Le Chaos Computer Club (CCC), l’une des organisations de hackers (au sens premier de bidouilleurs curieux) les plus influentes en Europe, viendrait de faire la rétro‐ingénierie d’un cheval de Troie (pour système Windows) utilisé par la police allemande pour « l’interception légale ». À partir d’une copie découverte en utilisation, ils montreraient que ce logiciel espion permet de récupérer des données privées, de surveiller les échanges via diverses applications (Firefox, Skype, MSN Messenger, ICQ et d’autres), de prendre le contrôle de la machine infectée, de se mettre à jour ou d’accroître ses fonctionnalités intrusives.

Le CCC publie une longue analyse détaillée, plus le binaire en question (une « dll » de 360 Kio et un « .sys » de 5 Kio). Ils auraient par ailleurs écrit leur propre interface de contrôle du logiciel espion, montrant les failles des protocoles de communication et de supervision utilisés.

L’antivirus libre ClamAV reconnaît « mfc42ul.dll » comme Trojan.BTroj-1 et « winsys32.sys » comme Trojan.BTroj.

Merci à inico pour son journal sur le sujet qui a conduit à cette dépêche.

En février 2008, la Cour constitutionnelle allemande a interdit l’utilisation de programmes malveillants permettant de manipuler le contenu des ordinateurs des citoyens. Cependant, le gouvernement allemand a introduit le terme « novlangue » de « Quellen‐TKÜ », signifiant « écoute‐interception à la source », pour écouter‐intercepter la téléphonie via Internet (et en principe uniquement cela).

Rien n’aurait été fait pour mettre des limitations techniques et restreindre le domaine d’utilisation à la téléphonie sur IP (ToIP) ; bien au contraire, tout serait fait pour offrir une vraie tête de pont pour s’introduire sur un réseau.

L’analyse du CCC montrerait que le cheval de Troie va plus loin que la simple écoute et interception des télécommunications via IP : il pourrait recevoir des fichiers, les exécuter, et donc se mettre à jour ou étendre ses fonctions ; il pourrait aussi utiliser le micro ou la webcam pour surveiller la pièce.

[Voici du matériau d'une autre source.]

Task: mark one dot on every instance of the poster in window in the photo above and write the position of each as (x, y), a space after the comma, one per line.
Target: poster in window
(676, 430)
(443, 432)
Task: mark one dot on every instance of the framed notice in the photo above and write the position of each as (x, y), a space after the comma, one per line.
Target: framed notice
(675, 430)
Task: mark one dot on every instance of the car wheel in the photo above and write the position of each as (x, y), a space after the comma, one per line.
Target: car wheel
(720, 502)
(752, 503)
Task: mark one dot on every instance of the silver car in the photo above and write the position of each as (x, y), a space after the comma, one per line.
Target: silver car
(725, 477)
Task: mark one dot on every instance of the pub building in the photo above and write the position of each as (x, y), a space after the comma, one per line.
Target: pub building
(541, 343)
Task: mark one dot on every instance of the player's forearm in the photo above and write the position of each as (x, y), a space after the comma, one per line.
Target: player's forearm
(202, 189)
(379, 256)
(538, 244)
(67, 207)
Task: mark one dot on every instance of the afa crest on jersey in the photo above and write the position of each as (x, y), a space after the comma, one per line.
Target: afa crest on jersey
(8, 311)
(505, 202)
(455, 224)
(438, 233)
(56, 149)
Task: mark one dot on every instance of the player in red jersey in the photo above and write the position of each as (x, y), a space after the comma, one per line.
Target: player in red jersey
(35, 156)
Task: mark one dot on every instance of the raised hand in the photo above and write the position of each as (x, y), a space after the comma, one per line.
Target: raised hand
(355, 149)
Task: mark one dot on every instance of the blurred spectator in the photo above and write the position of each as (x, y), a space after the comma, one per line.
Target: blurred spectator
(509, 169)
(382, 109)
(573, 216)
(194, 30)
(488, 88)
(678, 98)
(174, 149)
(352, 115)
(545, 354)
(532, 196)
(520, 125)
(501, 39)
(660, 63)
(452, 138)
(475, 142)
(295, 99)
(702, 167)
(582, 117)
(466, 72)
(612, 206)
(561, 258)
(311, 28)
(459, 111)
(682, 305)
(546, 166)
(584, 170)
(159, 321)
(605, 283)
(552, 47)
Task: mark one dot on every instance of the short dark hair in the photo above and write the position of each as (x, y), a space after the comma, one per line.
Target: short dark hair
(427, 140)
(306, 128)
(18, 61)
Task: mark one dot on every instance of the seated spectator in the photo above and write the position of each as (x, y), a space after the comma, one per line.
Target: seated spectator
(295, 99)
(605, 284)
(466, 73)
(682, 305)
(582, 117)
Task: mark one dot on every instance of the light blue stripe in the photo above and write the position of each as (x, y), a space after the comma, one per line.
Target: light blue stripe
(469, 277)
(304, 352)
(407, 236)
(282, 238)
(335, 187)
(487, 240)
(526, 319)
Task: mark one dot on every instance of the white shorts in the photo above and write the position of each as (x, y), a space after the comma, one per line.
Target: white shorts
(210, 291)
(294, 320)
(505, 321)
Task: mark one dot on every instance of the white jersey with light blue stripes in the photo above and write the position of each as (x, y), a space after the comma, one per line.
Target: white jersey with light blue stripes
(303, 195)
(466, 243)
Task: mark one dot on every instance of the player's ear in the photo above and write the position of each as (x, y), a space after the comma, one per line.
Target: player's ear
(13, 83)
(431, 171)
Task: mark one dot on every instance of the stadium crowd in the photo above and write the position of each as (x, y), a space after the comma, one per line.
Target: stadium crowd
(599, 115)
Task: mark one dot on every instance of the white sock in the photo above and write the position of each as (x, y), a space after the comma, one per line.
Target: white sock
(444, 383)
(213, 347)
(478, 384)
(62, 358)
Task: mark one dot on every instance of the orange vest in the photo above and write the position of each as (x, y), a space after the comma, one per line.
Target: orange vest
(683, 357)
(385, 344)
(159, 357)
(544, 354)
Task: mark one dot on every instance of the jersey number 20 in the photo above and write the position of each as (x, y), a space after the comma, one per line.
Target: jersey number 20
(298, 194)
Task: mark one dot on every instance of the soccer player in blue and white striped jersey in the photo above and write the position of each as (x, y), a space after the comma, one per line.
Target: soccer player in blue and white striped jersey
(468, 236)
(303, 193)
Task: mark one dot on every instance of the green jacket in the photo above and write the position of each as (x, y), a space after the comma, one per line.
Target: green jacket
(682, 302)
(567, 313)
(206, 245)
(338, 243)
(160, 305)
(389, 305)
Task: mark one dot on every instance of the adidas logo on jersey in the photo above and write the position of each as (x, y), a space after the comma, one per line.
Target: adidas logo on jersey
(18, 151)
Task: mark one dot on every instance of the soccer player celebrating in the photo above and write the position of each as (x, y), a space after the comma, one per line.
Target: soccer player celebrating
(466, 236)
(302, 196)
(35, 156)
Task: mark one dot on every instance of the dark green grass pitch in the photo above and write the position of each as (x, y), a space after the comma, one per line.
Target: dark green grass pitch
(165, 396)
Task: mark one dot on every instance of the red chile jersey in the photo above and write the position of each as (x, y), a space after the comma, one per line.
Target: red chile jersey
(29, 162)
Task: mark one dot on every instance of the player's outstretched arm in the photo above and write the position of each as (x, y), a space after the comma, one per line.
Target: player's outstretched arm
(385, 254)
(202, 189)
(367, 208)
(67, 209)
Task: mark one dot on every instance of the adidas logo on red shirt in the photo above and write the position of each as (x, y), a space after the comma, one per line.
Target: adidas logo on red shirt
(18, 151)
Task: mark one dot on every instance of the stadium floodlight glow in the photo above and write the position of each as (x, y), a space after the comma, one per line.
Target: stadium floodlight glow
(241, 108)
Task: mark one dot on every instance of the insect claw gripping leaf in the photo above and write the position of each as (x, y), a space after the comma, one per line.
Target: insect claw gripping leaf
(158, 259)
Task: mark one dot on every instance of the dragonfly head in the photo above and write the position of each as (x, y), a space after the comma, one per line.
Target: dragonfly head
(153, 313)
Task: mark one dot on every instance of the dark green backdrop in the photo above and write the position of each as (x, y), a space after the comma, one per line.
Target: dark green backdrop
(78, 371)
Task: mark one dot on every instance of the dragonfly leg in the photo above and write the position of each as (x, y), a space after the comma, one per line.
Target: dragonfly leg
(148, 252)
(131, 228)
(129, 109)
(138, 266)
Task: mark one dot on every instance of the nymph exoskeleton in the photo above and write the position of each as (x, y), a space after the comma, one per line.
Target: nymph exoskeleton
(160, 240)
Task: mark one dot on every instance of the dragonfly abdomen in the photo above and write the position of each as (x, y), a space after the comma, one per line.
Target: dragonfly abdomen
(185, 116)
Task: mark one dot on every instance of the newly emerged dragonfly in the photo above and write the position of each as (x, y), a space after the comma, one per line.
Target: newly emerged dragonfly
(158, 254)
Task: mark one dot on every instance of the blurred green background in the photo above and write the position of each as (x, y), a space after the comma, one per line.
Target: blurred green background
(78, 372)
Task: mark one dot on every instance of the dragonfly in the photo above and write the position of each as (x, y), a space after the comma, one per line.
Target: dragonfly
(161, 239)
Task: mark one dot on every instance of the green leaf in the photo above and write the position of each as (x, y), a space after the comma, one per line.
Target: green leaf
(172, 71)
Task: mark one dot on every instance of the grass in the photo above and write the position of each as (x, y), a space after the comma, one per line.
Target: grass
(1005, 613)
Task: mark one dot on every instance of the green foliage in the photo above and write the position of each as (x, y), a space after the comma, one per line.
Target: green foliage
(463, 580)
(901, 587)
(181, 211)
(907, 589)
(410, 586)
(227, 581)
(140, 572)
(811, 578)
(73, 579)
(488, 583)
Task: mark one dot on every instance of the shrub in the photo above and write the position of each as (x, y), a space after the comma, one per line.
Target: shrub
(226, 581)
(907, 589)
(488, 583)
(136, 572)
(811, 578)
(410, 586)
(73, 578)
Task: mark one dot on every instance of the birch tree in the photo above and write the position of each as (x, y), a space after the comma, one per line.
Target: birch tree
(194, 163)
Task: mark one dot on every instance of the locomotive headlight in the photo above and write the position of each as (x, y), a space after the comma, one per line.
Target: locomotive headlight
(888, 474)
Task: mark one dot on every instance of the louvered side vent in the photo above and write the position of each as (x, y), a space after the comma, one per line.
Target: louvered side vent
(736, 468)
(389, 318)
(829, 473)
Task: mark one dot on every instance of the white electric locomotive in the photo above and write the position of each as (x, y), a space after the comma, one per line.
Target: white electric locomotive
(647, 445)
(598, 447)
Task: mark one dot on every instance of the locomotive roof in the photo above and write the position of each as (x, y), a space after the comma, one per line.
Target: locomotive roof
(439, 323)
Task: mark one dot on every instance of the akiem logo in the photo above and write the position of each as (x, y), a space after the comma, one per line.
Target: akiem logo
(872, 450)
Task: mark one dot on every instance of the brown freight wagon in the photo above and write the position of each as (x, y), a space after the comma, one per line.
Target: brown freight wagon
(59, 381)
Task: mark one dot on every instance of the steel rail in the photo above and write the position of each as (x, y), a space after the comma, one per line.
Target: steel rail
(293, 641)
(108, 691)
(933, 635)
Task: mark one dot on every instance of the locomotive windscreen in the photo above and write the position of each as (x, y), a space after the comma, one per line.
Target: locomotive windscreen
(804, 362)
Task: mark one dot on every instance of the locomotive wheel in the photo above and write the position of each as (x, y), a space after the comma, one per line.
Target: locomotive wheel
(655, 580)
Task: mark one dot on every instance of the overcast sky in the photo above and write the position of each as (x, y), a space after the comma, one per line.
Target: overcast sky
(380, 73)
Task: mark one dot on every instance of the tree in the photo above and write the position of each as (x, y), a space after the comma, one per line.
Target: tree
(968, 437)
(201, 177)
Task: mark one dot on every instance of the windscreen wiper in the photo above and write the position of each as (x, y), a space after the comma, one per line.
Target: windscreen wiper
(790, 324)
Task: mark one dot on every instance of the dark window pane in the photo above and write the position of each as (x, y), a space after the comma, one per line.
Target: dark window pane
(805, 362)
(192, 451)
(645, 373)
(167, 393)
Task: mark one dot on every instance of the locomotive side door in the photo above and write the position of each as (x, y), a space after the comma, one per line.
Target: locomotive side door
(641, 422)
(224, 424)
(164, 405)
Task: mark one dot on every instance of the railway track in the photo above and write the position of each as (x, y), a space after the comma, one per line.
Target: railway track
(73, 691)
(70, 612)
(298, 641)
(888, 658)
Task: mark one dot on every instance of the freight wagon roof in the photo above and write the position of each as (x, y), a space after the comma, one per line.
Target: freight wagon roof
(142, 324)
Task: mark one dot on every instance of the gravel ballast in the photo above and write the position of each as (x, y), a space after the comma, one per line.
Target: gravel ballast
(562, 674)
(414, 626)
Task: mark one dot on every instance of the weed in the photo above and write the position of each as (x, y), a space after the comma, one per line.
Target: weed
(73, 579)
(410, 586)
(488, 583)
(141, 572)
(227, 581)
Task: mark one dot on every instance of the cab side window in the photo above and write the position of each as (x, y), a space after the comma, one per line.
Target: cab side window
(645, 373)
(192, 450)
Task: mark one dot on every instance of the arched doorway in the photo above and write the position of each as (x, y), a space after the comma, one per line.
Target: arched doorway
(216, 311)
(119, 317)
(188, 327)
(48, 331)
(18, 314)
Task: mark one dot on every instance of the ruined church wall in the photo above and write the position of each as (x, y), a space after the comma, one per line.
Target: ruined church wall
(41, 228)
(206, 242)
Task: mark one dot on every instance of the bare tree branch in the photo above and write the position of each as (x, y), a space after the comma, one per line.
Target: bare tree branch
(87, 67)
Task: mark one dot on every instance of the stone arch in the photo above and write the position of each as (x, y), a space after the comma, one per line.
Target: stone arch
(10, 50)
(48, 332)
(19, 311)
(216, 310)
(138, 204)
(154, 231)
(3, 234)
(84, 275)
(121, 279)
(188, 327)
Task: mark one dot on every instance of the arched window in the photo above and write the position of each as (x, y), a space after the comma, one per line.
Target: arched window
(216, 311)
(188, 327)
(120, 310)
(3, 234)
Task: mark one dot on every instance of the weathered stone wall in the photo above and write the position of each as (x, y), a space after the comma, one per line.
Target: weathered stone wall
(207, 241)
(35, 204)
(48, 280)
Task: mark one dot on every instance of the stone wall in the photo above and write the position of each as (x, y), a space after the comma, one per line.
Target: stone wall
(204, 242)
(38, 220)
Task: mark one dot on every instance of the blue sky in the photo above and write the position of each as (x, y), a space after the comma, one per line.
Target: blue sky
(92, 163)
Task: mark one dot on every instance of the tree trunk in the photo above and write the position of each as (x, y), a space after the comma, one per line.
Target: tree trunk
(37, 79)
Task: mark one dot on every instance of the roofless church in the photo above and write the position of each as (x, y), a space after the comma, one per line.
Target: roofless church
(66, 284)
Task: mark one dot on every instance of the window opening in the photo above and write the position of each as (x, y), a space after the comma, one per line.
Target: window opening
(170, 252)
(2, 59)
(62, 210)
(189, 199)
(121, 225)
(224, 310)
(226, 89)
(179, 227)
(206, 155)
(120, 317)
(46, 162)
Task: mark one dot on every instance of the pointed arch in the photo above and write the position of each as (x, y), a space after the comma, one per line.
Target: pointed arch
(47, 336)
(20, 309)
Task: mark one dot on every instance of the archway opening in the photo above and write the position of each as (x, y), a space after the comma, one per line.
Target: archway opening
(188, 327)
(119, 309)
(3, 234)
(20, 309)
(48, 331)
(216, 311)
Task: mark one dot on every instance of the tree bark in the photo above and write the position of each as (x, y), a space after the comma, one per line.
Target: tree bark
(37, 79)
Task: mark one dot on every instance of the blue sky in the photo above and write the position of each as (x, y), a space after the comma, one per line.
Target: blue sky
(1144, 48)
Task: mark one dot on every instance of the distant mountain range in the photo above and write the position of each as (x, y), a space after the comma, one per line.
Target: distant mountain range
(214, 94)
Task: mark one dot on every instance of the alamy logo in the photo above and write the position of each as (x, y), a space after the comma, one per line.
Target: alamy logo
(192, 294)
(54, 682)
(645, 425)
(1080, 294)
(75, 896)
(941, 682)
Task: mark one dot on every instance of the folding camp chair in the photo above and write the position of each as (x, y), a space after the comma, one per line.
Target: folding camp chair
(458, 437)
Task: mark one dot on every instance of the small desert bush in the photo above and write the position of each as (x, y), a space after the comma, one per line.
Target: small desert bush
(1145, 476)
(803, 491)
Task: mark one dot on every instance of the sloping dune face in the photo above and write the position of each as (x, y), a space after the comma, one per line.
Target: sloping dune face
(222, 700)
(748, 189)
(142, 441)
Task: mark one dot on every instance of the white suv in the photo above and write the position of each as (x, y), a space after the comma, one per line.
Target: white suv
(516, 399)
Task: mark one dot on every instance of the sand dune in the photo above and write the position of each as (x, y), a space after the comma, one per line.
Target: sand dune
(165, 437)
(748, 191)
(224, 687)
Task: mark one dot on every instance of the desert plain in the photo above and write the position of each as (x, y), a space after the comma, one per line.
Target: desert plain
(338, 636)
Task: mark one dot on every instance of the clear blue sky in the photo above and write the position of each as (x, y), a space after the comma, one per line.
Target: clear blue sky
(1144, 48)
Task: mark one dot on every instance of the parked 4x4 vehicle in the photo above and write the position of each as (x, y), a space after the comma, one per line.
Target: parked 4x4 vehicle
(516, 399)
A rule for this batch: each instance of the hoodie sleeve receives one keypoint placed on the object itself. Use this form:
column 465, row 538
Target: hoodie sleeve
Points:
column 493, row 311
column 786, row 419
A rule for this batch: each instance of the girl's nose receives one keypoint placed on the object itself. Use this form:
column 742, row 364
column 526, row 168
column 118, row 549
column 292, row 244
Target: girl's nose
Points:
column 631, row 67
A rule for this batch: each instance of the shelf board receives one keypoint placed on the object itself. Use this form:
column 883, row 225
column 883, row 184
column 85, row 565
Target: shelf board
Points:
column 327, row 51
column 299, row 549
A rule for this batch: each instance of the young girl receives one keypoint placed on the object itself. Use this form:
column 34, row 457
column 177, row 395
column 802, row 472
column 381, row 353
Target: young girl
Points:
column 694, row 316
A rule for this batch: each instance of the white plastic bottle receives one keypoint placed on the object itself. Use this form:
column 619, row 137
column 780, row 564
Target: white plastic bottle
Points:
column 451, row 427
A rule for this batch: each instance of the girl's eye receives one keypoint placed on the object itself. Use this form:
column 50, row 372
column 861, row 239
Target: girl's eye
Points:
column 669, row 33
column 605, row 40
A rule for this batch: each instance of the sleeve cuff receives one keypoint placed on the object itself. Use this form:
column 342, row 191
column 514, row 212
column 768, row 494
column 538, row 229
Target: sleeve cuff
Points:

La sécurité laisserait aussi à désirer : n’importe qui pourrait prendre le contrôle du logiciel espion. Il serait possible de soumettre de fausses preuves contre le possesseur du PC ou d’effacer des fichiers. Captures d’écran et fichiers audio seraient transmis mal chiffrés, et les commandes au logiciel espion ne le sont pas du tout, pas plus qu’elles ne seraient authentifiées, ou leur intégrité vérifiée. Par ailleurs, la sécurité du côté serveur(s) gouvernemental(aux) pourrait ne pas être meilleure ; à noter que les informations transitent par un hébergement aux États‐Unis, ce qui pose plusieurs problèmes de souveraineté nationale, d’écoutes possibles et probables par les États‐Unis et de fuites possibles d’information.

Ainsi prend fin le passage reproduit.